Wind swell: a group of short-period ocean waves created by local winds | Photo: Shutterstock

A wind swell is a group of short-period ocean waves created by local winds or winds blowing close to shore.

The phenomenon occurs at around one hundred miles of distance or less from the shoreline. The waves of a wind swell appear closer together compared with the long-period waves of a groundswell.

Wind swell waves tend to be slow and steep, breaking in deeper water and further out the back. Nevertheless, these waves form relatively close to shore.

Generally, waves generated by local winds tend to be spilling waves.

The only thing a wind swell has in common with a groundswell is that, in both cases, wind transfers energy into the water - the fetch - to produce waves.

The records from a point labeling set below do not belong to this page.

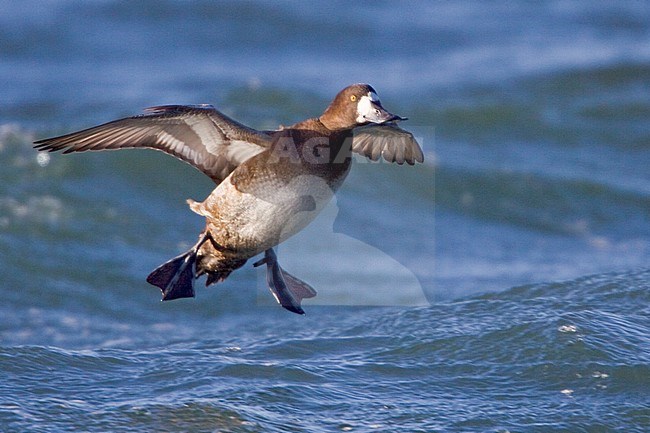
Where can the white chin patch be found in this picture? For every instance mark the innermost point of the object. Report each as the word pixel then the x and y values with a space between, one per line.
pixel 364 106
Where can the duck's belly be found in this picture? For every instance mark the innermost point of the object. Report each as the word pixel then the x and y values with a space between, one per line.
pixel 249 222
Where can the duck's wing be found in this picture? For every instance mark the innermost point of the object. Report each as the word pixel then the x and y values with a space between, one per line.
pixel 197 134
pixel 388 141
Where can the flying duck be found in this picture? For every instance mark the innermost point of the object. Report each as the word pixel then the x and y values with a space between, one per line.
pixel 270 184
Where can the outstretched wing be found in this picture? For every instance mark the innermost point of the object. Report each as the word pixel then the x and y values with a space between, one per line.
pixel 388 141
pixel 196 134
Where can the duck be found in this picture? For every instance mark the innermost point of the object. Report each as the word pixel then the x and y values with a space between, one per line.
pixel 269 184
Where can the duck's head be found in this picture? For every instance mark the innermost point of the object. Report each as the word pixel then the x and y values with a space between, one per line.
pixel 356 105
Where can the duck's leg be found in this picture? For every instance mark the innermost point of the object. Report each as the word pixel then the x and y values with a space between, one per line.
pixel 175 278
pixel 288 290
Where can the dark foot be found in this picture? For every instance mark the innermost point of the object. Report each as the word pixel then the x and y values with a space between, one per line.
pixel 288 290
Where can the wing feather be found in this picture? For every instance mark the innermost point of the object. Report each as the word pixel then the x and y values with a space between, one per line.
pixel 197 134
pixel 387 141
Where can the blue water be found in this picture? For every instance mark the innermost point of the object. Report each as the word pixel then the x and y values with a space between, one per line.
pixel 502 286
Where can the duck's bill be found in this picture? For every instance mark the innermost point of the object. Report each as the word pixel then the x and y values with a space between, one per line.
pixel 372 112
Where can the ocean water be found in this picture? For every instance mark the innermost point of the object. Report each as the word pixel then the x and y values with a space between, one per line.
pixel 501 286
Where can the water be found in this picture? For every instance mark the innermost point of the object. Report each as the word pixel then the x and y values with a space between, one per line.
pixel 524 240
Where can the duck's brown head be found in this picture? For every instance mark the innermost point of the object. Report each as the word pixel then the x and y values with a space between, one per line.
pixel 356 105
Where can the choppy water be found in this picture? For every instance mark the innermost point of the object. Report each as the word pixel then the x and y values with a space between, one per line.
pixel 524 238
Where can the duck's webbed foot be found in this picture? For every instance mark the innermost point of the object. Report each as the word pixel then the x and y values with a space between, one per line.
pixel 175 278
pixel 288 290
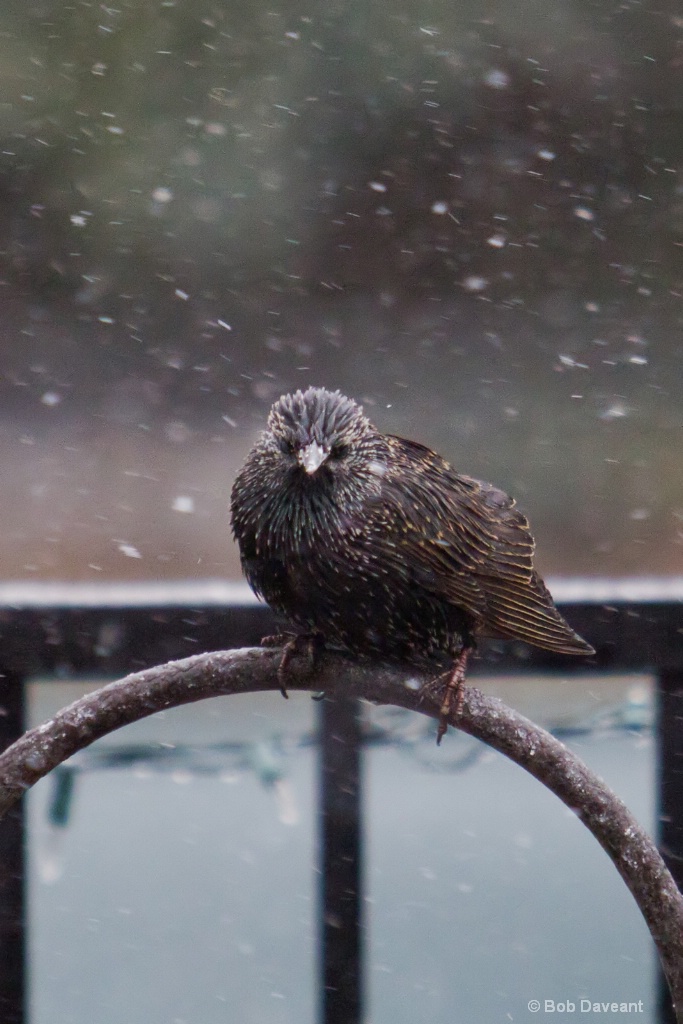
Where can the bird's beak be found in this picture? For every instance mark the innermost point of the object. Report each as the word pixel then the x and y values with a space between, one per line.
pixel 312 456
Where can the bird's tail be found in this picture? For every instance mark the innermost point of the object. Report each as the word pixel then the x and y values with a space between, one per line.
pixel 525 611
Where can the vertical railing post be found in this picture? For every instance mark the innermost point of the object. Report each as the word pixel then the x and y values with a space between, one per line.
pixel 340 904
pixel 670 796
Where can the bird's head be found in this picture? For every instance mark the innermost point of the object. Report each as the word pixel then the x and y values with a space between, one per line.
pixel 324 435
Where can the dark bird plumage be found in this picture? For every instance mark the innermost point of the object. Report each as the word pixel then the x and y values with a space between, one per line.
pixel 376 542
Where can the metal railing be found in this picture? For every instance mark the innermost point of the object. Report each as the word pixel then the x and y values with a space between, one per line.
pixel 70 630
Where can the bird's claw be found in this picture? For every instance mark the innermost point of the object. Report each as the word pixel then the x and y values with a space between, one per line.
pixel 453 692
pixel 294 644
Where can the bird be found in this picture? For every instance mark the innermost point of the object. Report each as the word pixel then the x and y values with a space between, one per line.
pixel 374 543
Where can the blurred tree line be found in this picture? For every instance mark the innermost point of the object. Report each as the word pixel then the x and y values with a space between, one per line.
pixel 469 216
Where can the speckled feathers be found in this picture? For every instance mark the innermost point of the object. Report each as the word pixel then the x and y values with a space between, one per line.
pixel 379 545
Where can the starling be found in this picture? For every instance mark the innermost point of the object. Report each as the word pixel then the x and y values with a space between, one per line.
pixel 374 543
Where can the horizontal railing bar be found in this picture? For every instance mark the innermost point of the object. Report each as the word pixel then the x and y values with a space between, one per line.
pixel 213 593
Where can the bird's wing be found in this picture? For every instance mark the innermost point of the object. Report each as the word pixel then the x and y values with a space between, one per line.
pixel 461 528
pixel 468 543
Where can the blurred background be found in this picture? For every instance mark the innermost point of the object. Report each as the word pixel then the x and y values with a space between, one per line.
pixel 467 216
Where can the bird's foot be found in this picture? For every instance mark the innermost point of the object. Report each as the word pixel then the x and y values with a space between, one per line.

In most cases, close-proximity wind swells are not suitable for surfing. They produce choppy, mushy, unstable waves and often arrive with onshore winds.

Because they have not traveled enough distance to clean up, wind swells create low-energy waves.

Wind swell: shot-period waves are not always good for surfing | Photo: Shutterstock

The Importance of the Wave Period

From a wave period perspective, wind swells, and groundswells are on the opposite side of the spectrum.

You can quickly detect a wind swell hitting your home break when you look at the charts, and they indicate a wave period of less than 10 seconds.

On the other hand, when the surf forecast predicts a swell interval of between 10 and 20 seconds, then a groundswell is about to land at your favorite surf spot.

Wind swells may be strong and offer big waves but are frequently short-lived.

And, because the waves they deliver were generated close to the place where they'll break, the quality of the surf will rarely be satisfactory.

Interestingly, the bathymetry of the ocean floor is felt greatly by ground swells.

As a result, long-period waves will behave differently from spot to spot along the coastline, whereas a wind swell will produce more uniform waves across the region.